Но вместо того, чтобы выразить соболезнования, как предполагала Антигона, лорд Олдридж предложил свою руку. Хотя выразил это не столь романтично.
— Дорогая мисс Антигона, — обратился он к ней с формальной вежливостью, стоя перед холодным камином. — Я поговорил с вашей матерью, все улажено. Она приняла мое предложение, и вам остается лишь сделать меня счастливейшим из мужей.
Даже ударив охотничьим стеком, лорд Олдридж не удивил бы ее больше, жгучее ощущение опалившего лицо жара было точно таким же, как от удара. В трех коротких, лишенных всяких эмоциях предложениях он объяснился в любви с меньшим воодушевлением, чем если бы обсуждал местоположение норы зверя, а не перспективу обрести жену.
Все улажено!
Любая другая двадцатилетняя девушка вежливо приняла бы его довольно бесстрастное предложение. Но Антигона Престон не любая и определенно не дурочка. Она дочь своего отца, ее быстрый острый ум не находил логического объяснения внезапному желанию лорда Олдриджа сделать ее своей невестой. Уж кто-кто, а она чувствовала себя как дома не в гостиной особняка, а скорее за его порогом, когда скакала на своей прекрасной кобыле или в любую погоду бродила по лесам. К тому же она не красавица — она, конечно, не уродина, но ее обычная внешность и заурядные голубые глаза меркли по сравнению с прелестной красотой Кассандры, с фиалковыми глазами сестры, — без состояния, без семейных связей, из которых лорд Олдридж мог извлечь пользу. И она в трауре.
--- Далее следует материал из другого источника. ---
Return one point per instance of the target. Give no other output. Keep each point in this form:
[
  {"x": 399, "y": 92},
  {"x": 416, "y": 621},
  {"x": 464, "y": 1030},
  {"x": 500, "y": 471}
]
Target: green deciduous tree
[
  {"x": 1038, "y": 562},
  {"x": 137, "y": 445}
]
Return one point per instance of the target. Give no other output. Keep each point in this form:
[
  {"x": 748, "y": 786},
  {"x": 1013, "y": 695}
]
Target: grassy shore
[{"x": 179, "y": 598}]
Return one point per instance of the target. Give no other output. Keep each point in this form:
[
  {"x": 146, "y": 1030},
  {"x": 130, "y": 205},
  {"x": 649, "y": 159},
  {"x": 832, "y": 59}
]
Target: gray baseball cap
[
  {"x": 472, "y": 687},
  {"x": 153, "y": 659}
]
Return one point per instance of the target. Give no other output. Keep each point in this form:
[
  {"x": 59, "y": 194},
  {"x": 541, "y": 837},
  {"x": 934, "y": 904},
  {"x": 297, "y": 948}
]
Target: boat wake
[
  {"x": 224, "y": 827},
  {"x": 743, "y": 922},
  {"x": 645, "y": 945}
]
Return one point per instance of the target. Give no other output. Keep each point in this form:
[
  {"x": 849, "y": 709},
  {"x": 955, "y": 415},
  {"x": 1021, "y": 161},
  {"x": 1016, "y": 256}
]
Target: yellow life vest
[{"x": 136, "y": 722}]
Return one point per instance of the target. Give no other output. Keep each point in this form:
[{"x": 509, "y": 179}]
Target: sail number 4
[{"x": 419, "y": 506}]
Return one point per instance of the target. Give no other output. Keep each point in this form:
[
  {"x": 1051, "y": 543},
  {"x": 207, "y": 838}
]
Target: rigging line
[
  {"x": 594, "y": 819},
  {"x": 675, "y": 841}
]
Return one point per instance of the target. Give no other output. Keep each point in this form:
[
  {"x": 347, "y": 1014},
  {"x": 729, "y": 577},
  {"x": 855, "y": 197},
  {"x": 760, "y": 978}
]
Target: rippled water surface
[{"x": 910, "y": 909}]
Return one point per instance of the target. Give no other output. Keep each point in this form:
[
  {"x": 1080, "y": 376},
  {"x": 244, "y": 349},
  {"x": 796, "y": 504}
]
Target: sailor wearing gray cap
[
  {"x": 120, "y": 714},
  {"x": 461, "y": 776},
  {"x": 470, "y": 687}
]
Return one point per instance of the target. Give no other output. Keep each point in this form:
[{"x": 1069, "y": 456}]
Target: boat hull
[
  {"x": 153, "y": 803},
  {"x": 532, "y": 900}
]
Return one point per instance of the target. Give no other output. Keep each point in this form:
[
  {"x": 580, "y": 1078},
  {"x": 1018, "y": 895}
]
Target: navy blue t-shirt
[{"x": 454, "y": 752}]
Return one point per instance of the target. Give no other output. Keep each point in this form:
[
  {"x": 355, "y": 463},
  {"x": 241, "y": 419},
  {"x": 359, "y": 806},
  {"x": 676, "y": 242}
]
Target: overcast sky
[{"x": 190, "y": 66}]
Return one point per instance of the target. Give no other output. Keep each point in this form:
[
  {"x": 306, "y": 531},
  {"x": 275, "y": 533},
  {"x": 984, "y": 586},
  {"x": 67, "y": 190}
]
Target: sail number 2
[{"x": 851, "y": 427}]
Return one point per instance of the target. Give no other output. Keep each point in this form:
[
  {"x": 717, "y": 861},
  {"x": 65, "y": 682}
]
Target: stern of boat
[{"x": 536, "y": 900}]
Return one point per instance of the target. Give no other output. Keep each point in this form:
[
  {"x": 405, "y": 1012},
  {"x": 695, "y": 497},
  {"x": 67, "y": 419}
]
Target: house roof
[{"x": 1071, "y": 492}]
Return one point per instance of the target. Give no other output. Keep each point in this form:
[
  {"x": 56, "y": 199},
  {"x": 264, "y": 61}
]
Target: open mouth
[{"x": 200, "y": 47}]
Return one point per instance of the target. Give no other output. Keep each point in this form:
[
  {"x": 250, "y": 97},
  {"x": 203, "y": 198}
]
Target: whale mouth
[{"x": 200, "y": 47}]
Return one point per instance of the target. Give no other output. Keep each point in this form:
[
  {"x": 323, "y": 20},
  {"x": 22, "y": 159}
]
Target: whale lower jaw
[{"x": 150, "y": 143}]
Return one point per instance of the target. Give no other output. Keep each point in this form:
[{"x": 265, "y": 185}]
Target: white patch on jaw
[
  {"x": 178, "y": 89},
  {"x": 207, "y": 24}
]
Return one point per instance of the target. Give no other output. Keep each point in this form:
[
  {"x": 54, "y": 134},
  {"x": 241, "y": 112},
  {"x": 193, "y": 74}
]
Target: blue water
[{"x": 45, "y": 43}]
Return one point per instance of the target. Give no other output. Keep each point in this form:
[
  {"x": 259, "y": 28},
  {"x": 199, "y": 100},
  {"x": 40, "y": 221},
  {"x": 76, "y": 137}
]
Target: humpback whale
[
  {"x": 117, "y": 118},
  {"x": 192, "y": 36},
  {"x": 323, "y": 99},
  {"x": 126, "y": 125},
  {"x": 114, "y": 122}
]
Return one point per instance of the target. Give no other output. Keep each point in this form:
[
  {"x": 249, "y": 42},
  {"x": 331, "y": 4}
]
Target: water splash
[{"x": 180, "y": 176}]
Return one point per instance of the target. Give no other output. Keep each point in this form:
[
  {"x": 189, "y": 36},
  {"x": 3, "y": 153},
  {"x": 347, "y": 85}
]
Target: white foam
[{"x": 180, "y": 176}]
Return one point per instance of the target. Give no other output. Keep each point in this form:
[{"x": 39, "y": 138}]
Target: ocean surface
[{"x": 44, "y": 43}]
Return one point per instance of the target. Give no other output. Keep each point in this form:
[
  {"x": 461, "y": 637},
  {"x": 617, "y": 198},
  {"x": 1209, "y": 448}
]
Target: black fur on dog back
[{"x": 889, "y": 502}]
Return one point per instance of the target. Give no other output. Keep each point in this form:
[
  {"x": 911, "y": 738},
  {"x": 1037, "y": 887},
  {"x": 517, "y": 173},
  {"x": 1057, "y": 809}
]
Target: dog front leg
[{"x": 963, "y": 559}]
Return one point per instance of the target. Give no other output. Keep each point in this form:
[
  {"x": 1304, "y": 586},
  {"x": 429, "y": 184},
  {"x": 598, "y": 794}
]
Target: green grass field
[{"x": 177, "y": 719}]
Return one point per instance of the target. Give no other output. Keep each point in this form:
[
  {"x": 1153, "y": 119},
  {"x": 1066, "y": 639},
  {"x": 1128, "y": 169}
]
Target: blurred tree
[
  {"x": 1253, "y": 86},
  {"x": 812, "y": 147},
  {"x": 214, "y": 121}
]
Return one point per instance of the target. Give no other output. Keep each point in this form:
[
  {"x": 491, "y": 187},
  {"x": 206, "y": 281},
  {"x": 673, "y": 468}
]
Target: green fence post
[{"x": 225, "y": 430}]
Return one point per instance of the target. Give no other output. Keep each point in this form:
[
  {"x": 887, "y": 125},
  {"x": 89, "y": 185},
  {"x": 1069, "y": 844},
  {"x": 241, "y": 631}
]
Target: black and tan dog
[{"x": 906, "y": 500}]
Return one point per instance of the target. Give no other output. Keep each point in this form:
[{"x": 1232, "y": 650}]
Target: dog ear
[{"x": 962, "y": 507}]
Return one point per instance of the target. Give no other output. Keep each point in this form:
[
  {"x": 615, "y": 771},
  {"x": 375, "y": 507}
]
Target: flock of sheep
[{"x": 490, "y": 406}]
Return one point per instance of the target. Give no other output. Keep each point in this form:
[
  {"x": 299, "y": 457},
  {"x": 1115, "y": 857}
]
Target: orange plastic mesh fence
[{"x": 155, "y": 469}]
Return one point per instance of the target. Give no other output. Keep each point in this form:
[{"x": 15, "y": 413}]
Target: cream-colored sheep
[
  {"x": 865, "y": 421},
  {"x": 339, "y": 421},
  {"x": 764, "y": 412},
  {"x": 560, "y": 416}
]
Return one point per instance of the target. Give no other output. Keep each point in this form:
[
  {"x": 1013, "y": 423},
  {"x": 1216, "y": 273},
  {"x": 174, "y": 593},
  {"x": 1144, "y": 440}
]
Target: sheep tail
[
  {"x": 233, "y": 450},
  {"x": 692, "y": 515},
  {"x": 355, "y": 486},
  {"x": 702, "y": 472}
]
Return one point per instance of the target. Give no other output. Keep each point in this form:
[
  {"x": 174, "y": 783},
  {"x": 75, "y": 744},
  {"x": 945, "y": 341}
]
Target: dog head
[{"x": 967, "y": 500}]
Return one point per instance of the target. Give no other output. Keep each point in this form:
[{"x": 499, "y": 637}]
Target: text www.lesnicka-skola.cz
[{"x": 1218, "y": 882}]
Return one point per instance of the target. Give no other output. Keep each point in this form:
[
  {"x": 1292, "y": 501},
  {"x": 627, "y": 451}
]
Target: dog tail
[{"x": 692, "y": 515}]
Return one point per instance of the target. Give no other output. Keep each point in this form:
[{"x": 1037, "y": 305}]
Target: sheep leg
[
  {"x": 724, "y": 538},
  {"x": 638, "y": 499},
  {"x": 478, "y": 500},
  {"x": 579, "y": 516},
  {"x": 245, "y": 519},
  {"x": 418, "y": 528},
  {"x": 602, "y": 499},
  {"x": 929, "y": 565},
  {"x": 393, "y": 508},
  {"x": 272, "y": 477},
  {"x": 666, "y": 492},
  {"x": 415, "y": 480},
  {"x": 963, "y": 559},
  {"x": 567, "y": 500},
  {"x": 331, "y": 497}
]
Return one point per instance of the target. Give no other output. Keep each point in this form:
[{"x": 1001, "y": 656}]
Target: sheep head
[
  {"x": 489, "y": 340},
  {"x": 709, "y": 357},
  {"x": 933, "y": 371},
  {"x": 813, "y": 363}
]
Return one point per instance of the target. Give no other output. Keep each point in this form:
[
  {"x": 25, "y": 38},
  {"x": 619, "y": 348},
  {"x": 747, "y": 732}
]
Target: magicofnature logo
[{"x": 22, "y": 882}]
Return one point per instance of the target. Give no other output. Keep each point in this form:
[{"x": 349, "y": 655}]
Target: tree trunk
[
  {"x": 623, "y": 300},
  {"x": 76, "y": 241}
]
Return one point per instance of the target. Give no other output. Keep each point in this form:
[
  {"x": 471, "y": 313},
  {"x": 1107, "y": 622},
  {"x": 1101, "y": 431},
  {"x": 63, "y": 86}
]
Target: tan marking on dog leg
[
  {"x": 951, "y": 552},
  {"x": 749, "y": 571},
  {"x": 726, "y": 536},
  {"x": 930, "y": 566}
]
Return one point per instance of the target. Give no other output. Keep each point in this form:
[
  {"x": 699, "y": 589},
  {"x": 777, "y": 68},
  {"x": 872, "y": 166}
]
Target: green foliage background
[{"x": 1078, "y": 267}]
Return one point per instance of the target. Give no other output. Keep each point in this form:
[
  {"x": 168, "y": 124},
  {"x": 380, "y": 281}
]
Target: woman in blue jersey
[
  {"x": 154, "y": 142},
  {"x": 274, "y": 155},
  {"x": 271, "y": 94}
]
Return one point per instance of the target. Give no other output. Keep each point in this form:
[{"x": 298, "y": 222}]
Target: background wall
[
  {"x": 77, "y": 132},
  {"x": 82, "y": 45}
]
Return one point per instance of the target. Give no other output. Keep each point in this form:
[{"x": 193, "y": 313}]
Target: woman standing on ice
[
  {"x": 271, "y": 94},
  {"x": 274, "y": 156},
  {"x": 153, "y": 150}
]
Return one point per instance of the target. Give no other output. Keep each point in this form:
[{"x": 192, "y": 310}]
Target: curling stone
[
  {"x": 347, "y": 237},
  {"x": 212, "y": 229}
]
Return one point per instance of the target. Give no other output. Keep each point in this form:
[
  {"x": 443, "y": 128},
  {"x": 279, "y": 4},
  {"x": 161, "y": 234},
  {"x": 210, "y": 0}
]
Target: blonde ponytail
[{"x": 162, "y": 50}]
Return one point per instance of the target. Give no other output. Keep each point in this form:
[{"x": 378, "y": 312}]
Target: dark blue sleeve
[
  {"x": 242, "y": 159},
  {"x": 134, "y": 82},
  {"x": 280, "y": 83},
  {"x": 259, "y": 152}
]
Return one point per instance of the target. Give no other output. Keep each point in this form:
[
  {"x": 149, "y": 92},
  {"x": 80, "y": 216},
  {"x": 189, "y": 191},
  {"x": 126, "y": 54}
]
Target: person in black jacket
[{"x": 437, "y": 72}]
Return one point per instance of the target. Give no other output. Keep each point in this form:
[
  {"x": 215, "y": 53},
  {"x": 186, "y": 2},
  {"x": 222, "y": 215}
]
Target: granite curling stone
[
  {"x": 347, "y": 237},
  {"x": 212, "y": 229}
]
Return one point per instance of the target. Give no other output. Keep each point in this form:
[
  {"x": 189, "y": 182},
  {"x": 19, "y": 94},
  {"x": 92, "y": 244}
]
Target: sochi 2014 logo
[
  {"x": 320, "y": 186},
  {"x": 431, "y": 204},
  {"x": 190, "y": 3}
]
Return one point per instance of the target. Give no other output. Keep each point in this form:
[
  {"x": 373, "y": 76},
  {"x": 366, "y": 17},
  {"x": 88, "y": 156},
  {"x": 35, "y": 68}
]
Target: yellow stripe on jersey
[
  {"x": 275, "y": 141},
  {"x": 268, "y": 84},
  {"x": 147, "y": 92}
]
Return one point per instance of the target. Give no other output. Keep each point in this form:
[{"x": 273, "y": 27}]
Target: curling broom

Все это абсурдно, странно и совершенно невозможно.
— Вы шутите, — выдавила Антигона с чем-то похожим на смешок. Любой другой ответ был бы нелепым.
Мать мгновенно шикнула на нее, побледнев от ужаса и возмутившись грубыми манерами дочери.
Реакция лорда Олдриджа была более сдержанной. Он изобразил подобие улыбки, но его лицо казалось застывшей маской.
— Я редко шучу. Мы помолвлены.
Его тон, хотя и спокойный, был именно таков, как Антигона и ожидала, зная его манеру распоряжаться на охоте — уверенный, что его желания будут выполнены в соответствии с точными инструкциями.
Другие могли съежиться от страха или броситься подчиняться каждому его слову, но Антигона не постеснялась разочаровать его. Для нее невозможно принять его предложение, все ее мысли, чувства, все в ней от макушки до пят бунтовало против этого.
Антигона не обращала внимания на мать, которая, округлив глаза, подгоняла ее принять предложение со всей быстротой и готовностью.
— Это невозможно, сэр. Мы в трауре, — уцепилась она за первый и самый вежливый аргумент, который пришел ей на ум.
Быстрый ответ лорда Олдриджа продемонстрировал, что он готов к такому возражению.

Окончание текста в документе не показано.